Du 7 au 13 juin, le roi Philippe de Belgique se rend en République démocratique du Congo. La délégation belge arrive à Kinshasa pour ensuite se rendre à Lubumbashi et dans le Sud-Kivu.
Le roi des Belges Philippe se rend en RDC, pour relancer le partenariat avec le président Félix Tshisekedi et poursuivre le travail de mémoire sur la période coloniale, encore omniprésente dans les esprits.
En 2021, en raison de la pandémie de Covid-19, cette visite a été reportée. C’est une première pour le souverain belge dans cette ancienne colonie. L’occasion de se poser des questions sur le sens de cette visite et l’impact qu’elle peut avoir en RDC à une année de la prochaine élection présidentielle.
DW : Comment analysez-vous cette visite du roi Philippe ?
Georges Kasongo Kalumba : Si nous commençons par fixer le contexte de cette visite, nous dirons qu’elle représente une première à plusieurs égards. D’abord, le fait que le roi Philippe n’est pas de la génération des rois qui ont connu la colonisation belge au Congo. Ensuite, il arrive au lendemain d’une alternance démocratique, si on peut la qualifier ainsi. Les relations entre la Belgique et la République démocratique du Congo sont vidées des passifs du passé parce que nous avons des dirigeants qui sont d’une génération qui n’a pas connu les problèmes tumultueux qui ont caractérisé l’histoire politique des deux pays.
Ensuite, nous sommes en quelque sorte dans un nouveau départ avec des dirigeants assez décomplexés qui n’ont pas beaucoup de liens avec ce qu’il y a eu dans le passé.
DW : Cette visite s’inscrit aussi dans le contexte du retour de la relique de l’ex-Premier ministre Patrice Lumumba et on sait le rôle que la Belgique a joué dans l’assassinat de Lumumba. Est-ce que vous pensez vraiment que les relations sont pacifiées entre les deux pays ?
Georges Kasongo Kalumba : Je pense qu’une grande partie des rancœurs a été vidée. D’abord, vous avez évoqué la jeunesse des dirigeants, c’est-à dire qu’ils ont l’avantage d’aborder cette question ensemble sans beaucoup de passions étant donné qu’ils n‘ont pas été directement concernés.
Ensuite, nous avons connu une grande avancée. Il y a deux ans, pour la première fois, un roi des Belges a exprimé des regrets par rapport à tout ce qui s’est passé pendant la colonisation et pendant les premières heures de l’indépendance, notamment le rôle supposé ou réel de la Belgique dans l’élimination de Lumumba. Cette visite a été précédée par un discours tenu en 2020 par le roi Philippe qui a exprimé des regrets. C’est une première dans l’histoire et cela pourrait baliser le chemin vers des lendemains meilleurs dans les relations entre la Belgique et la République démocratique du Congo.

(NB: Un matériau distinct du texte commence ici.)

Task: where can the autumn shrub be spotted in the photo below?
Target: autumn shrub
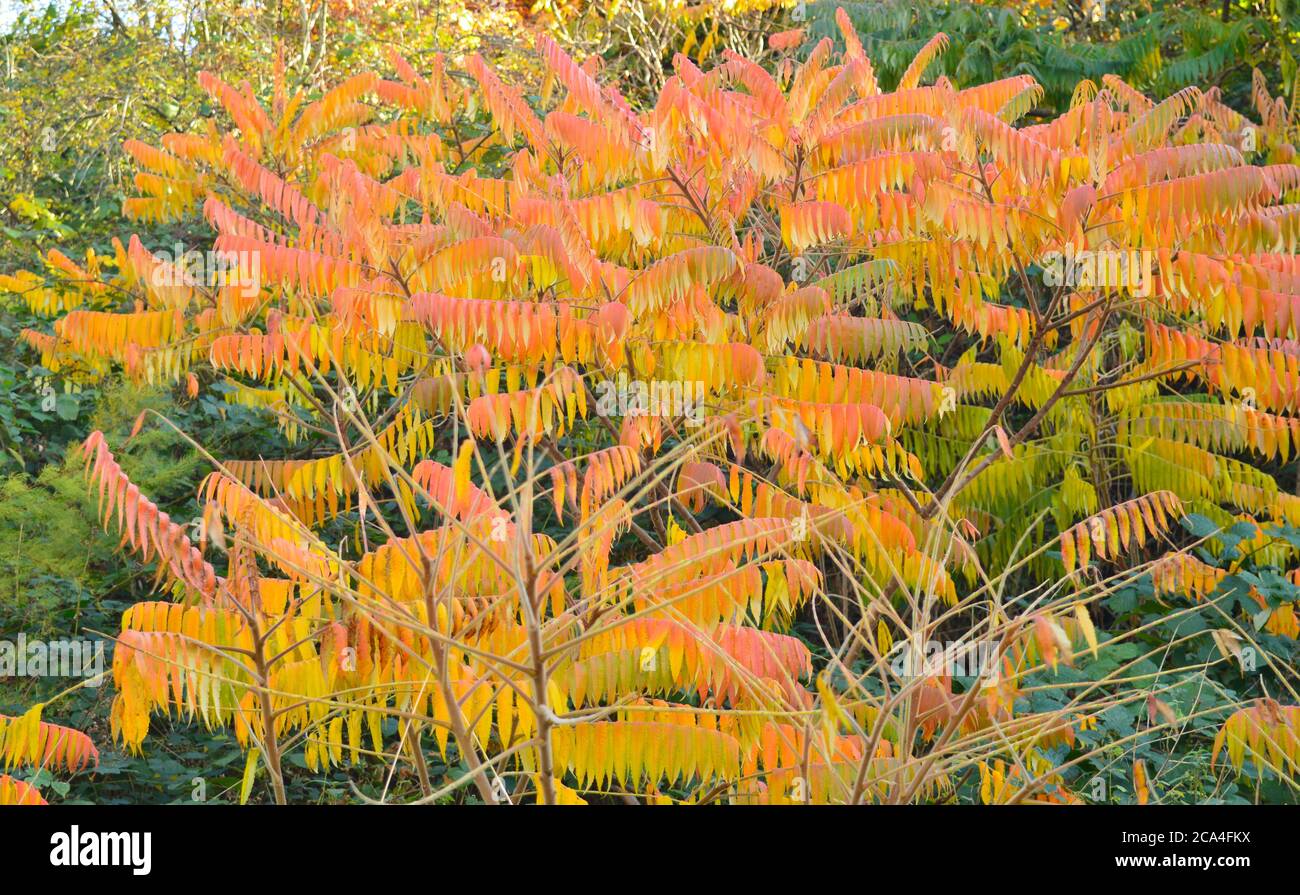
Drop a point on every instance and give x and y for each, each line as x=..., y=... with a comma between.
x=784, y=440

Il y a une volonté claire qui s’exprime à la fois en Belgique et en République démocratique du Congo. Il y a une espèce de lassitude par rapport à tous ces tumultes qui ont caractérisé les relations et la plupart d’acteurs qui étaient directement impliqués dans des événements qui compliquaient ces relations appartiennent désormais au passé. Il y a une opportunité et désormais, cela dépendra de la manière dont les principaux acteurs vont exploiter cette opportunité pour obtenir de meilleures relations. On peut donc dire qu’il y a plusieurs paramètres sur lesquels les dirigeants peuvent jouer pour obtenir une pacification.
DW : Cette visite s’inscrit aussi dans un contexte politique et sécuritaire particulier. Est-ce que vous pensez que d’une manière ou d’une autre, elle peut s’inscrire dans une opération de communication de la part des autorités congolaises ?
Georges Kasongo Kalumba : vous avez raison, les autorités congolaises sont des élites politiques, c’est-à dire qu’elles sont caractérisées par un certain degré d’opportunisme. Bien sûr que ces autorités voudront faire de la récupération de cette visite pour essayer d’abord de se redonner une certaine légitimité, mais ensuite de présenter la Belgique comme étant de leur côté.
De ce point de vue, il appartiendra au roi et aux autorités belges d’être suffisamment claires et d’exiger des avancées, notamment dans le processus électoral qui semble augurer des pannes et dans une certaine mesure, dans la manière de traiter les opposants ainsi que tous les acteurs de la société civile qui tentent de s’exprimer sur ce qui se passe dans le pays. Et je pense que de ce point de vue là, il appartiendra aux Belges plutôt d’être assez clairs et fermes dans les différents messages qu’ils auront à délivrer sur place.